SA victims are vulnerable to a large number of sexually transmitted diseases; the prevalence in cohort studies varies from 8% to 32%.[11–15] In places where there is a high HIV prevalence, 4% of new HIV cases are related to a rape episode. Nevertheless, there are few documented cases of HIV transmission.[16–20] The transmission rate varies depending on the modality of sexual contact; receptive anal exposure carries the highest risk (0.8–3%), followed by receptive vaginal exposure (0.1–0.5%) and oral sex (0.0001–0.01%).[21–23] Furthermore, any sexual exposure is considered to carry a risk when a condom is not used or is broken. The risk of HIV acquisition increases exponentially in the presence of factors such as genital trauma, genital ulcers, sexually transmitted infections (STIs), high viral load, blood exposure, ejaculation and rape by multiple assailants.[24,25] In cases where the victim of an SA had known the assailant for > 24 h, it was found that the perception of risk was lower and the victim tended to consider the use of PEP unnecessary.[26]

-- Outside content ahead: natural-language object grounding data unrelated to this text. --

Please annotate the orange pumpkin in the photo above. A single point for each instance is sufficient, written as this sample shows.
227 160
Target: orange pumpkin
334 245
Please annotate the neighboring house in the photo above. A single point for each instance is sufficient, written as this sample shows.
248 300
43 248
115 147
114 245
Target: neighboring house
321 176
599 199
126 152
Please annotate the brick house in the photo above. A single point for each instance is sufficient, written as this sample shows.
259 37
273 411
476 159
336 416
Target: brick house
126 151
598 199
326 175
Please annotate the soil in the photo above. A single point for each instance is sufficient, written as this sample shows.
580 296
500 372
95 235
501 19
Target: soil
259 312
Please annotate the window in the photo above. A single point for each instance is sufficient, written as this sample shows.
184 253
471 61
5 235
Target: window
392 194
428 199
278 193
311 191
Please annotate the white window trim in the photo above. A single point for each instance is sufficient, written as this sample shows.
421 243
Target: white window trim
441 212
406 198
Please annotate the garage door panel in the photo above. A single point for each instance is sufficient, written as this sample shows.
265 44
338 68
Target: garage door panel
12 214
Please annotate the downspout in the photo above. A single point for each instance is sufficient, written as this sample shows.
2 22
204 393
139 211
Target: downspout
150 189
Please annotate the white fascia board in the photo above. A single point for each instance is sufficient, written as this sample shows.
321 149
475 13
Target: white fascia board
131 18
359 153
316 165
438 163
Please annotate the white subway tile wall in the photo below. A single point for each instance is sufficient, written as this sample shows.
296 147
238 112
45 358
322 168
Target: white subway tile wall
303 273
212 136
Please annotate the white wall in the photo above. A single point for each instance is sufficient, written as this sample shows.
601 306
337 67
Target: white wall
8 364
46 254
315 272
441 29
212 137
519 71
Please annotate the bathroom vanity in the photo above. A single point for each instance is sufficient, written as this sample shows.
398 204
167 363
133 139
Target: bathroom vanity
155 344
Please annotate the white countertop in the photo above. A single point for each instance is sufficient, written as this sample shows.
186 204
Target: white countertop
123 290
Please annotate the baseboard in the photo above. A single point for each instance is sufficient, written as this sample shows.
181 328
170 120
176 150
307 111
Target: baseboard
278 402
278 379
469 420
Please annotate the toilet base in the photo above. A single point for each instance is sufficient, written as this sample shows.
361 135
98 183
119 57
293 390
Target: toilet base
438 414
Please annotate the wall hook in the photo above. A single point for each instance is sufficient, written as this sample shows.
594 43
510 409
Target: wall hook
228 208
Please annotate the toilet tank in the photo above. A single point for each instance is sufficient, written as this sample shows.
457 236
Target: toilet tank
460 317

The evidence of the efficacy of PEP to prevent HIV infection is based on case–control studies in health care workers, studies of the prevention of perinatal infection in pregnant woman, and animal studies in macaques.[27–29] In populations with a high prevalence of STIs, the use of PEP is recommended as soon as possible in the first 72 h.[30–32] There is a higher rate of completion in nonoccupational consented exposures than in situations of SA, in which completion, follow-up and diagnostic testing rates are low.[33,34] In a meta-analysis of 24 cohort studies, the median adherence to PEP in SA was approximately 40.3%.[35] Factors associated with PEP noncompletion are stigmatization of HIV infection, psychological trauma after rape, adverse events related to medication, limited knowledge about PEP indications, absence of proper multidisciplinary health care support in most Hospitals, and lack of psychological support.[36–38]

Currently, there are few studies in Europe that have investigated the rate of treatment discontinuation, the rate of and factors associated with PEP noncompletion, adverse events and the number of seroconversions in SA victims. The purpose of this study was to describe follow-up in a cohort of sexually assaulted victims in the out-patient clinic at the Hospital Clinic in Barcelona, a reference centre in Catalonia.